It is at the evaporator coil area that the liquid refrigerant changes into a refrigerant gas. This change of state is central to the air conditioning process simply because it is what allows the refrigerant to absorb heat from the air passing over an air conditioner's evaporator coil.
The fact that the evaporator coil plays such an important role in the air conditioning process makes it possible for a homeowner to tell whether there is a problem with various parts of the air conditioning system simply by examining the evaporator coil area. Here are some of the defects that you can detect by simply looking at the evaporator coil area.
Air filter problems
All the air that passes over the evaporator coil has to first pass through the air conditioning system's air filters. When they are in good shape, these filters usually trap dust and mold particles, something that then reduces the rate at which dirt accumulates over the evaporator coil.
When an evaporator coil gets covered with dirt almost immediately after cleaning, chances are that a homeowner is dealing with worn-out air filters. Replacing these filters is therefore necessary if your want to restore your air conditioning system's efficiency.
Refrigerant leak problems
If the copper tubing that makes up the evaporator coil gets punctured, it will leak the refrigerant. If there is a significant enough leak, you will be able to see refrigerant stains around the area of the leak.
The refrigerant that is used in air conditioning systems is usually recycled. Therefore, the most common cause of an air conditioning system refrigerant undercharge is a refrigerant leak. One of the main symptoms of low refrigerant is icing at the evaporator coil region.
Evaporator coil icing usually happens mainly because when the system is low on refrigerant, the pressure at the evaporator coil will drop to extremely low levels. This has the effect of causing extreme temperature drops at the evaporator coil area that not only causes condensation, but also results in the freezing of the formed condensate. Therefore, if you notice that ice has formed on your system's evaporator coil, chances are that you are dealing with a leak in one of the pipes or air conditioner parts that handle the refrigerant.

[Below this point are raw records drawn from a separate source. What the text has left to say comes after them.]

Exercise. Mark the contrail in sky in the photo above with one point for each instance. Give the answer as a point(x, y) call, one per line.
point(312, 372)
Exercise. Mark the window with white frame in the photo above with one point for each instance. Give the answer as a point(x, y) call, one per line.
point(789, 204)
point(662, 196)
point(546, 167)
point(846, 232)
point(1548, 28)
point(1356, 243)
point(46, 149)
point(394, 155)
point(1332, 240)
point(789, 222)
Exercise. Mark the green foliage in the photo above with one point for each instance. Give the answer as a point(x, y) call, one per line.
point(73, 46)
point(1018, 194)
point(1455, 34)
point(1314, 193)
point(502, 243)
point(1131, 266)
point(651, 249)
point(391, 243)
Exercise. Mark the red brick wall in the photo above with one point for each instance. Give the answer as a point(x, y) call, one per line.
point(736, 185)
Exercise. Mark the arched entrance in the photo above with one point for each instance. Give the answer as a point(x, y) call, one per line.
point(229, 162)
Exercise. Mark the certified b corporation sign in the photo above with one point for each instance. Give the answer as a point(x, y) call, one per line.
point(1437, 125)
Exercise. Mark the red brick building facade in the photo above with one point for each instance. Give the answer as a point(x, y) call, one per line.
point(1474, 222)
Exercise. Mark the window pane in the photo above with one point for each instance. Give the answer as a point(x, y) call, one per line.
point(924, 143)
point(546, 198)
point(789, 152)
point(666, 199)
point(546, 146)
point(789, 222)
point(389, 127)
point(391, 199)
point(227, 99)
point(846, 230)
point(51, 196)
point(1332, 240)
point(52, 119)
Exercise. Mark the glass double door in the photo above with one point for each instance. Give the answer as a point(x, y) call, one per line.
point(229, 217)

Thermostatic expansion valve problems
The thermostatic expansion valve usually determines how much of the liquid refrigerant enters an air conditioning system's evaporator coils. If the valve is stuck, dirty or frozen, the amount of refrigerant that it releases into the evaporator coil of your air conditioner will be too little to maintain the normal operation pressure. The resulting drop in pressure will then lead to extreme low temperatures at the cooling coil area than may then cause ice formation at the coils. Therefore, if you on inspection you find that your coils are covered with ice, there is a chance that your system has a defective thermostatic expansion valve that needs to be replaced. In such a case, calling an air conditioning company as soon as possible is advisable.